7 countries in 8 years

7 countries in 8 years

In 2005 at the end of my New York City Teaching Fellows program I met a woman from Brazil, Sao Paulo to be specific. We met at a little Senegalese restaurant located 2 blocks from my apartment in Harlem. I’d visited the place many times before and it was the first time I had ever seen her, although she too said she had many a brunch there as well.

After eyeing her repeatedly over the course of my meal, she got up, walked over and asked if we knew each other from somewhere. “Are you a dancer, maybe?” (People always think I’m more athletically inclined than I am.) “No.” I responded. It was awkward. I was sitting across from a man that I was on a date with. “No, I’m not a dancer. I guess my staring wasn’t as discrete as I thought. Your face looked familiar.” She chuckled and said no problem and then walked away. Before leaving, it was my turn to walk over. I walked up to her table where she sat surrounded by friends and I gave her my number. “Call me, I’d like to know more about you.” She did. She was only in New York for 3 more days. She was returning to her home country of Brazil after having lived on 116th street and 3rd avenue for the last 5 years. I lived on 116th and 8th avenue for the last 3 years. We had never met, except for this meeting, 3 days before she left for good. We spent 3 days together. I went with her as she said good-bye to friends. I watched her pack her bags. She came over to watch episodes of “Friends”, where she learned to speak English. It was interesting, developing a friendship that we both knew had a definite ending. Perhaps.

So three days later, she left and I continued on in New York.

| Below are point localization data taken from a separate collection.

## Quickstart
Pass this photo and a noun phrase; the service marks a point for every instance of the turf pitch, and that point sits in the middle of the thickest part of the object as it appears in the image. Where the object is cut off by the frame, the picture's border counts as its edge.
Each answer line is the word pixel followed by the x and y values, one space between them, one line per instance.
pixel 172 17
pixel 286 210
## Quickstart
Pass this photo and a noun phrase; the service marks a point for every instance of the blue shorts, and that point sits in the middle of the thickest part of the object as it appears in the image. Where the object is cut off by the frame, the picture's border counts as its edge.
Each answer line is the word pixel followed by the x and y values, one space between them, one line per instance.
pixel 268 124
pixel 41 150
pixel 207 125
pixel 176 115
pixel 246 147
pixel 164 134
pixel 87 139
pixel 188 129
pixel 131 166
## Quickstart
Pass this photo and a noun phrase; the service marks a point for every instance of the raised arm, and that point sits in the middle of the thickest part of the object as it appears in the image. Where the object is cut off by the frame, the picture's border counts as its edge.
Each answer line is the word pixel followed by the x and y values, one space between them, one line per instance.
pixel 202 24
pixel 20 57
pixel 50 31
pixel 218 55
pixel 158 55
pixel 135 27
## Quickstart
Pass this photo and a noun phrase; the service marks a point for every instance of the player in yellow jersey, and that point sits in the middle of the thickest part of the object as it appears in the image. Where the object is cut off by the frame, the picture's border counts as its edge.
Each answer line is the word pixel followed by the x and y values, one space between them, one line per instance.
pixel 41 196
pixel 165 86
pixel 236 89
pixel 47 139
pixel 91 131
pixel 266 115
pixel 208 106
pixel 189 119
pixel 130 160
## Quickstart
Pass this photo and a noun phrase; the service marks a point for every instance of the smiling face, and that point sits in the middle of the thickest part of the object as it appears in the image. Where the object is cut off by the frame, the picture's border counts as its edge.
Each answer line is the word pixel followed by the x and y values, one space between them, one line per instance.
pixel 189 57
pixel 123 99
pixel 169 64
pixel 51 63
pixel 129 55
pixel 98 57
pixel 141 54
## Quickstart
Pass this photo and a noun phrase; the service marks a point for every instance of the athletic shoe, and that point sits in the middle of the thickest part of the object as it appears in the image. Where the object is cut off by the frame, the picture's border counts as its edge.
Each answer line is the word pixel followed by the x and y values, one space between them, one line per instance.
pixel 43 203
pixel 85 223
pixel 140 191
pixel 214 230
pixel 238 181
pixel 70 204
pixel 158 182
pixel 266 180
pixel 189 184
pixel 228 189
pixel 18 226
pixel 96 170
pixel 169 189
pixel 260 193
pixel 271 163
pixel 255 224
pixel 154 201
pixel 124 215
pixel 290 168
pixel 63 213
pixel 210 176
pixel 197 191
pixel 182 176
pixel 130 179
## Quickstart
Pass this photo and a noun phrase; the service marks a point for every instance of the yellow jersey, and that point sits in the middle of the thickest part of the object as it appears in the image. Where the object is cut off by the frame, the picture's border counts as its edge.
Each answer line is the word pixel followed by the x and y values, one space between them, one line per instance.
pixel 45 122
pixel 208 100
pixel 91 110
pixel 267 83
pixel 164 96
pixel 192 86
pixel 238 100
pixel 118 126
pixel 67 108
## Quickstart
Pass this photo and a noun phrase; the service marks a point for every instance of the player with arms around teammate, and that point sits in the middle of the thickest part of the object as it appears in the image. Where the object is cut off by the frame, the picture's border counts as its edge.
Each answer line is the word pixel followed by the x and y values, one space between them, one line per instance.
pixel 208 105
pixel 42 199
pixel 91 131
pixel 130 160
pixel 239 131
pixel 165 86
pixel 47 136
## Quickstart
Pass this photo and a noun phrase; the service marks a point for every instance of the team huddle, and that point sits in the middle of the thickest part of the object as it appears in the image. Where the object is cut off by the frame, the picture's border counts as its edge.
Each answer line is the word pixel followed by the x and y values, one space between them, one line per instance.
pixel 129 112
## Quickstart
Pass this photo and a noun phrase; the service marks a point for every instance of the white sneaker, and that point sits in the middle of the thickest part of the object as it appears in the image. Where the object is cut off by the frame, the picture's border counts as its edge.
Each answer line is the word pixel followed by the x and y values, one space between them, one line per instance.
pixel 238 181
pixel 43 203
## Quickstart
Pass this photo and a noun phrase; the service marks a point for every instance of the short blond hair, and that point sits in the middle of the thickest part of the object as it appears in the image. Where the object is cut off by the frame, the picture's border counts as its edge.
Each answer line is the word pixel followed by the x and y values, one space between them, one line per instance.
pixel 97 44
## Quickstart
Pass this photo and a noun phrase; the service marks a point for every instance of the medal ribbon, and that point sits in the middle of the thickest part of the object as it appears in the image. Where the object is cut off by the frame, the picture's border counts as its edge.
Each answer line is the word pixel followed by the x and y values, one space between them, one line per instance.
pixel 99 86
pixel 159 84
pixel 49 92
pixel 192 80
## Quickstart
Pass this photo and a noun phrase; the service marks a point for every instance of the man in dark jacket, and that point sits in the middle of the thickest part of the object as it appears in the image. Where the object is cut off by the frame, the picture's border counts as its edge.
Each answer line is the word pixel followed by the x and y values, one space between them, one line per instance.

We spoke on the phone. We emailed. 2 months later, while I sat in a park on summer vacation, she suggested I just come visit her in Sao Paulo. “Come, you’d love Brazil.” she said. And so I went. I bought a ticket that week. Packed a bag and was off to visit a month later.

And that is where everything changed. This was no romantic relationship, well, truth is, I was falling and she was not. I was enamored and she was not. She saw me as a friend and I was hoping that I would go and find love. That didn’t happen but what did was even better. I met a group of teachers, five to be exact. Five teachers who were not teaching English. Five teachers who were not on vacation. Five teachers who were teaching in Bahia. Salvador de Bahia where she sent me there once she sensed that Sao Paulo wasn’t for me and that my feelings of more than friendship weren’t mutual. “Go to Bahia,” she said, “you’ll love it.” And so I did.

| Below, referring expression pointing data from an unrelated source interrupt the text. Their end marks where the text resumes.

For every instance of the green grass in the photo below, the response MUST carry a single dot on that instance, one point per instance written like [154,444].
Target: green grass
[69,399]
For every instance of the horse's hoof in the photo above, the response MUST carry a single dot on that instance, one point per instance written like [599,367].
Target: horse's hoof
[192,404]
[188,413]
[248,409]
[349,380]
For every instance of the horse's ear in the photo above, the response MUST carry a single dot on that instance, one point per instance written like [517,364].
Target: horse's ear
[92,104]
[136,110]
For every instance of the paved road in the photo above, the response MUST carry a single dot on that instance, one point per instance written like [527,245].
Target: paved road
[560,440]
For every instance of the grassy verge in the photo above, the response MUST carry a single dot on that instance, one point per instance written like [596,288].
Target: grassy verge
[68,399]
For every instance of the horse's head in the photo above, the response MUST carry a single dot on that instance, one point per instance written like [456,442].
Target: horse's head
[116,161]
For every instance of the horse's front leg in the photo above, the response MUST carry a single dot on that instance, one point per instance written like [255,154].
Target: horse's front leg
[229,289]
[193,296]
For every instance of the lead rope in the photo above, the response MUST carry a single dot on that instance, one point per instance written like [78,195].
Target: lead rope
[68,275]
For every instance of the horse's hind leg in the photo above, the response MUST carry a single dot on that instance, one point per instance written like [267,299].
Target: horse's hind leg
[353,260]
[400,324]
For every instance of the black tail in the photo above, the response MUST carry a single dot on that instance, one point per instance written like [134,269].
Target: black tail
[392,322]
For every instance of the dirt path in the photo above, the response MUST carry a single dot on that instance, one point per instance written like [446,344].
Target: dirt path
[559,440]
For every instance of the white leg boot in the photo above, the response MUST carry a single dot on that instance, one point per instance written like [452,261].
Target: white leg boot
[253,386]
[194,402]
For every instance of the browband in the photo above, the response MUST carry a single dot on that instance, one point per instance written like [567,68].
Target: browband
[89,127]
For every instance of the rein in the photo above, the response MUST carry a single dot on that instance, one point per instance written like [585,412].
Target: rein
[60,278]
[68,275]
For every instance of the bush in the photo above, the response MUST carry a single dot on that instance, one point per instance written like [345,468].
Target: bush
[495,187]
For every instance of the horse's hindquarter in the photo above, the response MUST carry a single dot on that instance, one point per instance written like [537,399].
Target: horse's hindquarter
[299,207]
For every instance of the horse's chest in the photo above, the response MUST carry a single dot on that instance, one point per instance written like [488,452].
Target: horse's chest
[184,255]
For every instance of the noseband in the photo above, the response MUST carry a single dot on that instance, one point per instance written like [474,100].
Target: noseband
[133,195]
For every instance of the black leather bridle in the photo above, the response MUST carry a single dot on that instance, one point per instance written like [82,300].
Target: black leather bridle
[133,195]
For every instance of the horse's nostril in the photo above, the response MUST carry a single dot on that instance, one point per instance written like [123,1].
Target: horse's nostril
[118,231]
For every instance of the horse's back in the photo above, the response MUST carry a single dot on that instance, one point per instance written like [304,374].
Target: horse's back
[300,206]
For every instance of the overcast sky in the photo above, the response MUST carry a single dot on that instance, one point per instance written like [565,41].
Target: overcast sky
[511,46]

These teachers, they were the first group of people that I had ever met who were living in another country and they weren’t English teachers. This wasn’t South East Asia. No JET program, no teach English in Korea program. They were living, working, teaching, learning Brazilian Portuguese and spending their off hours on the beaches of Bahia. Do it they said. And so I did, after extending my one week trip to Bahia to another week. I finally left and immediately resigned from my public school classroom position in the Bronx. I had no job offers but I decided to move out of my very affordable apartment in Harlem.  I sold my books, gave away boxes of clothes and stepped out on the faith that I would find something somewhere. And I did. It was a classroom teaching position in Honduras, but just before I purchased a ticket I received an email from the principal saying that they decided to hire within.  It took two years before I found something. In the meantime, I went home and worked and constantly applied and dreamed and believed and her words constantly whispered in my ear “Go, you’ll love it.” In 2005 I found my first international school in Bangalore, India.

I’m not part of a program. I don’t teach English and I never have. I teach regular elementary school, all subjects, just like I did in New York. I just do it in different countries.  I haven’t found my positions through any recruiting agencies, missionary groups or placement firms. Just internet searches and tenacity.

2007 – Bangalore, India

2007 – 2008 – Jobless (I got fired from India) Canary Islands, Spain

2008 – 2010 – Majuro, Marshall Islands

2010 – 2011 – Cairo, Egypt (left at the beginning of Arab spring 2011)

2011 – 2013 – Sacheon, South Korea

2013 – 2014 – Yangon, Burma

2014 – Time off

2015 – Antofagasta, Chile

Life is good. I’ve traveled more than some, less than most. Either way I’ve done it.

I never spoke to her again after Brazil. No calls. No emails. Maybe I lost her number or her email or perhaps her purpose was just to lead me on the path that my restless wandering soul has wanted for a long time.

Thank you Cica Ramos. Wherever you may be. You changed my life.

4 thoughts on “7 countries in 8 years

  1. what a fascinating road your “restless wandering soul” has traveled! I am in awe of your ability to step out in faith, being able to really putting yourself out there and go for it! thank you for sharing!


  2. Such adventures you have had! I teach at a dual language school and would love to take off and move to a Spanish speaking country for a year or two, to really become bilingual.


    1. I hope to share a lot more. A lot of it is easy but so much is hard too. It’s a good balance in the end. And teaching as a way to see the world? Doesn’t get better.